While he does not take issue with fellow Republicans on basic ideology, he is singling out the Party’s specific and pronounced drift into irrationalism, anti-intellectualism and opposition to traditional science. Huntsman’s statements indicate he understands what is most treacherous about this cultural regression, not just for the Republican Party,but for the country as a whole: at a time when America is falling seriously behind educationally among first-world nations, particularly in math and science, and as economies become ever more technologically dependent and complex, the fetishism for the anti-scientific and the anti-rational threatens the nation’s economic future. Huntsman said:

“When we take a position that isn’t willing to embrace evolution, when we take a position that basically runs counter to what 98 of 100 climate scientists have said, what the National Academy of Science has said about what is causing climate change and man’s contribution to it, I think we find ourselves on the wrong side of science, and, therefore, in a losing position.”

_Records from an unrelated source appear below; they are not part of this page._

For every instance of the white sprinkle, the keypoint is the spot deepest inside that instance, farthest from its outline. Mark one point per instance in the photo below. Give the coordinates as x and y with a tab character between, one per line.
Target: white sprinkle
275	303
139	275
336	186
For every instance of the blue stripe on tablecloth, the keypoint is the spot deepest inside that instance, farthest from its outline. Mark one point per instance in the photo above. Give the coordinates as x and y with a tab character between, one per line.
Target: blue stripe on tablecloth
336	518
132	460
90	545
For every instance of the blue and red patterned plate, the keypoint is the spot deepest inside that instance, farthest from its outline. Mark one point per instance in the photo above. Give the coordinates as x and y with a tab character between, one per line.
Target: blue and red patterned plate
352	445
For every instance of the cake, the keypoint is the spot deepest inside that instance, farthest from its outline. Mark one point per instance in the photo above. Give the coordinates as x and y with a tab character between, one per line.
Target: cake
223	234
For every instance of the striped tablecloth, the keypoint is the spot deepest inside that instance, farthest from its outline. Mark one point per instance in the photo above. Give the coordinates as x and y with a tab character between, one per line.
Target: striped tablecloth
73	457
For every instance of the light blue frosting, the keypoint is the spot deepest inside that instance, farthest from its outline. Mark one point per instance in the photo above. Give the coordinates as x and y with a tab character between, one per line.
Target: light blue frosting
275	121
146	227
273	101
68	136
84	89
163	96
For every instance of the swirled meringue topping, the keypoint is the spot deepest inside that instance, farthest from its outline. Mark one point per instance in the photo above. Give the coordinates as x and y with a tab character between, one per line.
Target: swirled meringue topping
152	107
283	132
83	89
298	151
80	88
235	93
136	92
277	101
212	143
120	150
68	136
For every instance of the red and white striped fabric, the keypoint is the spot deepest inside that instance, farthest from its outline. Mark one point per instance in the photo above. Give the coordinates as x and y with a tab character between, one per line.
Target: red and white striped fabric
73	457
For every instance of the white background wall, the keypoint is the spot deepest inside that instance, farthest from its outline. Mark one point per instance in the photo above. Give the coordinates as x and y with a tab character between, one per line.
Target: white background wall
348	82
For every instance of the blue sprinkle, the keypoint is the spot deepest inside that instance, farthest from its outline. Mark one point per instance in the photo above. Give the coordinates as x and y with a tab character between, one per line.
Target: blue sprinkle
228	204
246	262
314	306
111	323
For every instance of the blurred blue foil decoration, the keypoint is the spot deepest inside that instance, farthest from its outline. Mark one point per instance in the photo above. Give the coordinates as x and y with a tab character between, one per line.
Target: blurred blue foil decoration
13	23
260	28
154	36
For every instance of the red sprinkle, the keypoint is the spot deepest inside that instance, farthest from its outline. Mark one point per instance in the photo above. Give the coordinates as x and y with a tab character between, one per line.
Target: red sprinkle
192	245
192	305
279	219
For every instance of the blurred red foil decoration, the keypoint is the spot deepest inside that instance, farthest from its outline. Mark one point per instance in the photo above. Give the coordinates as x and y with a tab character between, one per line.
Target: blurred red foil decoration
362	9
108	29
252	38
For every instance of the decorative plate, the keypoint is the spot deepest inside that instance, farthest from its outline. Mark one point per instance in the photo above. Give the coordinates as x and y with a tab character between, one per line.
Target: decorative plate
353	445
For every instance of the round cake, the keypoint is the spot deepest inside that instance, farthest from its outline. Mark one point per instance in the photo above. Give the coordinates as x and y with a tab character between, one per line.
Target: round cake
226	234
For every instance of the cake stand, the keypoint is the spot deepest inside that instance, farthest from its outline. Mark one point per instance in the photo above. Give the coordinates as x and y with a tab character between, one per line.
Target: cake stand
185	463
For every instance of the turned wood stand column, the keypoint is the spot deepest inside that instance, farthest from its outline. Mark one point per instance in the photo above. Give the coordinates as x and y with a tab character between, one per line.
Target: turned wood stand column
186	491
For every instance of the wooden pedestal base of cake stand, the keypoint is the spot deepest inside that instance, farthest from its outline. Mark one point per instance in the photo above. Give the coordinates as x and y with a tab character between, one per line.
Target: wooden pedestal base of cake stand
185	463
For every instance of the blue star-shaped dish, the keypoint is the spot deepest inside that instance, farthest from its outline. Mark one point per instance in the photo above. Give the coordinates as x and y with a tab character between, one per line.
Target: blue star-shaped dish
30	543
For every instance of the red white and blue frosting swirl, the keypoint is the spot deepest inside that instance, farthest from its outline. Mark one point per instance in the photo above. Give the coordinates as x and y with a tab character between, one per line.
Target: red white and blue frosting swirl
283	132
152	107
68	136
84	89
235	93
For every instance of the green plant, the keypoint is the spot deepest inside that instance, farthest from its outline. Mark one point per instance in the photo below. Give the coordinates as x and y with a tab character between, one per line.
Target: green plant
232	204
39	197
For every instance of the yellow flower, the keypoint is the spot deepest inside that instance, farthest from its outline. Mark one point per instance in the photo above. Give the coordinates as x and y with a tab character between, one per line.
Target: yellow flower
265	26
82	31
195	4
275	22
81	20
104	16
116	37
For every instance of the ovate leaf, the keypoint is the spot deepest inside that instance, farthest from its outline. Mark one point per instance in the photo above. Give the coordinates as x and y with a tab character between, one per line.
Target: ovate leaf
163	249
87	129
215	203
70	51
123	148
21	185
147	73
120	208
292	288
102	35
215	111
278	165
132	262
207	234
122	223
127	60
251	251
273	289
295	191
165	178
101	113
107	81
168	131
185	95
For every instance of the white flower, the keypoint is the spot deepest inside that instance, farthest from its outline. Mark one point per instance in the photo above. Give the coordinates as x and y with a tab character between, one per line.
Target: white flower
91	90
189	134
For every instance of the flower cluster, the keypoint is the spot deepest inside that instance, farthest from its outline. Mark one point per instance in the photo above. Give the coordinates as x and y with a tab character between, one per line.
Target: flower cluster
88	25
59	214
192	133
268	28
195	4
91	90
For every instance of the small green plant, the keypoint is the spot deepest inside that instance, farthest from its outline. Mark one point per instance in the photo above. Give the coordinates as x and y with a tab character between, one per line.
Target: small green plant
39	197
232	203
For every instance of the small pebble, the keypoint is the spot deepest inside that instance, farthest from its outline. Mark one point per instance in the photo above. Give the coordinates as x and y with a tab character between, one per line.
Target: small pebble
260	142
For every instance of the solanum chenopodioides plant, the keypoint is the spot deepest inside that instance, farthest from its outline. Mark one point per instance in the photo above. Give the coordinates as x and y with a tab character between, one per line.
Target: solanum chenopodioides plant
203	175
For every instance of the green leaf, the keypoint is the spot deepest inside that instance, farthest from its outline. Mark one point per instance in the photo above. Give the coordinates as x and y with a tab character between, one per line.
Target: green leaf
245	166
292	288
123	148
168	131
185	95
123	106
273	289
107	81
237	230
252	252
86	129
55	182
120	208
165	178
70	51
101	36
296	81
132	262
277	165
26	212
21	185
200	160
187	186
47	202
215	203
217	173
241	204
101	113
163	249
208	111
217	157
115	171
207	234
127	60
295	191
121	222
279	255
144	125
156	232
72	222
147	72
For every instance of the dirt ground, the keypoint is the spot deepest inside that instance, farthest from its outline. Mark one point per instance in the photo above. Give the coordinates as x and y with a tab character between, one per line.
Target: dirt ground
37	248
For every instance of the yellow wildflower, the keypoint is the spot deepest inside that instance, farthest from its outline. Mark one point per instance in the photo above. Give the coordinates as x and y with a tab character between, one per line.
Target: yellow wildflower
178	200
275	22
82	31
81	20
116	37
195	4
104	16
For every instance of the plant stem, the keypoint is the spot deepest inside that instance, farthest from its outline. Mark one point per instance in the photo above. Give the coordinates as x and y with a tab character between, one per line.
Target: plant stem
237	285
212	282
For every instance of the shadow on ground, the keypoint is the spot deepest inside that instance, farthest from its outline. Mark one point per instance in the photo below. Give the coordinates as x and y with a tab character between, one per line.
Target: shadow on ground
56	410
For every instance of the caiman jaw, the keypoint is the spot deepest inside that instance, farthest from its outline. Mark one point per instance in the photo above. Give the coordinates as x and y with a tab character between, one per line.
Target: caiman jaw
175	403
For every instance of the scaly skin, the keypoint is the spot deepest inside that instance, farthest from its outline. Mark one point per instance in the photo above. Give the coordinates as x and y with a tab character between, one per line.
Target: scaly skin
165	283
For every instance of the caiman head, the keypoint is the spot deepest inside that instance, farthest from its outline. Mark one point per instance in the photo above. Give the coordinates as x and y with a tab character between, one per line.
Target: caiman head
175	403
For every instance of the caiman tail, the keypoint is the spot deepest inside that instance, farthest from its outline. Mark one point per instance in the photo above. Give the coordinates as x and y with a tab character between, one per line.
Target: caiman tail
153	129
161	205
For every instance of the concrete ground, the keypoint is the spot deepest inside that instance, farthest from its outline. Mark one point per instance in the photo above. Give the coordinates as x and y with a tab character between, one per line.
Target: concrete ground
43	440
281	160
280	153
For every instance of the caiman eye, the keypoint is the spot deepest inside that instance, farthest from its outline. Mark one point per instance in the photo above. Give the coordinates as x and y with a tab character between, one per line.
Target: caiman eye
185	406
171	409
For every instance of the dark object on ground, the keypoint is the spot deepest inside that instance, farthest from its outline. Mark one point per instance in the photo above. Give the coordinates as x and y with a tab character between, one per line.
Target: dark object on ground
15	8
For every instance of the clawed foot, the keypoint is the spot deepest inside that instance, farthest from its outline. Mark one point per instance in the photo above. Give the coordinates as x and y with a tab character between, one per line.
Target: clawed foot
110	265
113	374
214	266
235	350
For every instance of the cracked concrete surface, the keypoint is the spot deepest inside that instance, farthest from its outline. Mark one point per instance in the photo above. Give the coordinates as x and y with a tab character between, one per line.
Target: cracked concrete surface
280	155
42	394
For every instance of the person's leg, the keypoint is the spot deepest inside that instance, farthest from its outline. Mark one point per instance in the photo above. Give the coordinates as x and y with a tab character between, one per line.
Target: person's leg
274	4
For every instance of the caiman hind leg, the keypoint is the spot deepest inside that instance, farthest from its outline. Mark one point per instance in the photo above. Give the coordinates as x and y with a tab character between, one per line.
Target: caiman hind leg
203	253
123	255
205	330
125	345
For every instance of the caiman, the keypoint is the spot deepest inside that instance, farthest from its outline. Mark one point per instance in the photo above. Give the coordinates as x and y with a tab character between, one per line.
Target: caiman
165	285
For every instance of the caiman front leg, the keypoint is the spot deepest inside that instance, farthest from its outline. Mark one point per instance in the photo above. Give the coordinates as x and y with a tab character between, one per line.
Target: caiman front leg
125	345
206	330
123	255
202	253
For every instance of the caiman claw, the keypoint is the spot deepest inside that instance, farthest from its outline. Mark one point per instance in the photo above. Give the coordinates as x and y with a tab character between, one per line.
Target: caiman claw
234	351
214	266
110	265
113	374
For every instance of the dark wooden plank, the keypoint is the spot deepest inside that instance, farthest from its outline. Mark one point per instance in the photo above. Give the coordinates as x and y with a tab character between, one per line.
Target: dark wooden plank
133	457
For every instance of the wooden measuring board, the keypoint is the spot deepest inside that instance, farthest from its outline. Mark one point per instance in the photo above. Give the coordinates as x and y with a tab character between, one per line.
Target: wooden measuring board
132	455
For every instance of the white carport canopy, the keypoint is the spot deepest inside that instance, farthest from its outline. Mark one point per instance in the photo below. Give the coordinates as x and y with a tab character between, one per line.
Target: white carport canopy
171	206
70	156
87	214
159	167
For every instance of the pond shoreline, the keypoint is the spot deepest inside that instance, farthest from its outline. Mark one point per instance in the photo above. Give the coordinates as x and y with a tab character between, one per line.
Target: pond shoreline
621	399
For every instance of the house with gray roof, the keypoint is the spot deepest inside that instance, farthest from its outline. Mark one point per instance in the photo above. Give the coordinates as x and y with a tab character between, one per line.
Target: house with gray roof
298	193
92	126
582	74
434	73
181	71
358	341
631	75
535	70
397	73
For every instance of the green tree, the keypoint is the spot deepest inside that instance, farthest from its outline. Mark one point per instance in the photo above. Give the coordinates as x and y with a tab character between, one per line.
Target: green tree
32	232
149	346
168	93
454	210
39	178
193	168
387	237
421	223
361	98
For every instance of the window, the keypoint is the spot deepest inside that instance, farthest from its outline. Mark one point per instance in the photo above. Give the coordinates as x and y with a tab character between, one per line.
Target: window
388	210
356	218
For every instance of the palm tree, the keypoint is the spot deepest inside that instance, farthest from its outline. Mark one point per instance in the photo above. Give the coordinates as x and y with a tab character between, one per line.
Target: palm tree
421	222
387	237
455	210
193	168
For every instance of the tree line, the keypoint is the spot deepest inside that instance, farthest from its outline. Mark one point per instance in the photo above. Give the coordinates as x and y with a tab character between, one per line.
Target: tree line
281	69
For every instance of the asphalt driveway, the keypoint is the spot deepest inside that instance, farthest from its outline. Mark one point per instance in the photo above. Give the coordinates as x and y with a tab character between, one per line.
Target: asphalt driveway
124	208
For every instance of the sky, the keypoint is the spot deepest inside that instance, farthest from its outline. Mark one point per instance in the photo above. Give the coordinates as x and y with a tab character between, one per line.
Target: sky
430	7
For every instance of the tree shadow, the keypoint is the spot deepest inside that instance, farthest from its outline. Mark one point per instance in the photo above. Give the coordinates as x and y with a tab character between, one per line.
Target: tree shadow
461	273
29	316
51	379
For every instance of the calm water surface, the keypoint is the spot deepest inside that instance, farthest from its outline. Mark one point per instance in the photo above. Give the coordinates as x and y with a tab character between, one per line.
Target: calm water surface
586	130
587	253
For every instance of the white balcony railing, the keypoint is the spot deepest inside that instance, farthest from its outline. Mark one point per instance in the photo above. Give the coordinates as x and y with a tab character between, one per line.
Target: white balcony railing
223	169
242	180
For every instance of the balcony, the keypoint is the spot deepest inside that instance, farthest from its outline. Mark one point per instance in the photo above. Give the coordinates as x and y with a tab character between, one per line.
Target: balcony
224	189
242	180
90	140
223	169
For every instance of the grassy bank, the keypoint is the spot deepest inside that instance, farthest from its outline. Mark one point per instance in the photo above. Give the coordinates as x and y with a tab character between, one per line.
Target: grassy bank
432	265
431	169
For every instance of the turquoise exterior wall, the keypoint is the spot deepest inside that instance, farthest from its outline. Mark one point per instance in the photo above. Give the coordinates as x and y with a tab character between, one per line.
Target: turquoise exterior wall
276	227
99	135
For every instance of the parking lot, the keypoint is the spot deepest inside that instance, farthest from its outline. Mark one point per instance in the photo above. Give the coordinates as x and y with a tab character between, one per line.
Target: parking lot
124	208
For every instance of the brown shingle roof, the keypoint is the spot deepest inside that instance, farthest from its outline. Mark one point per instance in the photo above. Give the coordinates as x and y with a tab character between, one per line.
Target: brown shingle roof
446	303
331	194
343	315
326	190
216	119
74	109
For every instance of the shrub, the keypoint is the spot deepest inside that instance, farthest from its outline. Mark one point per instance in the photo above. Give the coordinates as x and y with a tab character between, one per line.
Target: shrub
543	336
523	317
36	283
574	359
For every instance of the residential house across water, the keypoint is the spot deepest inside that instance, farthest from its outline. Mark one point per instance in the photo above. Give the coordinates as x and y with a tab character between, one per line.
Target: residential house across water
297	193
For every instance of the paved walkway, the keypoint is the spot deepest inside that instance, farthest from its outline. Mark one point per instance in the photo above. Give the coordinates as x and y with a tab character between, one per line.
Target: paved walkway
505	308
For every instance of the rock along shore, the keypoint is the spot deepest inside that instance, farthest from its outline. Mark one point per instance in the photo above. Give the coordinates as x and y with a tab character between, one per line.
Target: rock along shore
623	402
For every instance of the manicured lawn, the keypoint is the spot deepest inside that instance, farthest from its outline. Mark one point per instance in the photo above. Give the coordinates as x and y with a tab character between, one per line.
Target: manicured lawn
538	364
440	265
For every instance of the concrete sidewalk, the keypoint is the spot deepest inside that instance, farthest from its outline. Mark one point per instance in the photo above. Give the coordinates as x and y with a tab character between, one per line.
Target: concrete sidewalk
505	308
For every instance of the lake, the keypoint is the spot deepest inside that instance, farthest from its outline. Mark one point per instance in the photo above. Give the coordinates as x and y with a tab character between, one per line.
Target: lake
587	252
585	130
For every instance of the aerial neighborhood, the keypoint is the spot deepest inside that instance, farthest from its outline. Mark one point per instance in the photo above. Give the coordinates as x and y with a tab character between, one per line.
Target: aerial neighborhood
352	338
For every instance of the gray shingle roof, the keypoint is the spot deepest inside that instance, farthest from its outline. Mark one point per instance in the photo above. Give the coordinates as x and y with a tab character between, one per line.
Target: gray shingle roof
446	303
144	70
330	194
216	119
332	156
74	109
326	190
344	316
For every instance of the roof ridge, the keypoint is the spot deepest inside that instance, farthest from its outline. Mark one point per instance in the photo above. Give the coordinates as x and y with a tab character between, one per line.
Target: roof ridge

And let’s face it, Huntsman is addressing a political party that seldom misses an opportunity to disrespect public school teachers or to negatively stereotype intellectuals and “elites,” and long has publicly regarded academia as exotic, un-American and perhaps more obtusely, accused it of, “not living in the real world.” Without dissecting the myriad cultural biases and prejudices here, such anti-intellectualism and contempt for education and for educated people is a sobering cultural development…one might go so far as to say alarming. In fact, I’ll go so far as to say: it’s alarming.

Whatever his motivations and whatever the political calculus, it can only be encouraging to see a prominent Republican like Jon Huntsman challenge this new bizarrely atavistic Republicanism.  If the GOP can ever be cleansed of its current radicalism and fundamentalism it will have to be from the inside; because this is a bunch unreceptive, to say the least, to anything and anyone outside its hermetically sheltered environment.    

There was a time when one could be amused when groups relegated to the American fringe, such as the Birchers and others, would call for the impeachment of Earl Warren for the Supreme Court’s role in racial integration of the public schools; or claim the fiercely anti-communist John Foster Dulles himself was a Kremlin mole; or declare that the proposed interstate highway system was communistic, and President Ike a red for his promotion of it.  But at a time when a majority of Republicans have doubted the President of the United States’ citizenship, and its presidential candidates assert conspiracy theories and conduct assaults on the Federal Reserve, federal education assistance, Social Security, Medicare, evolution,climate scientists and the scientific community generally for doing the devil’s work, it ain’t so funny anymore.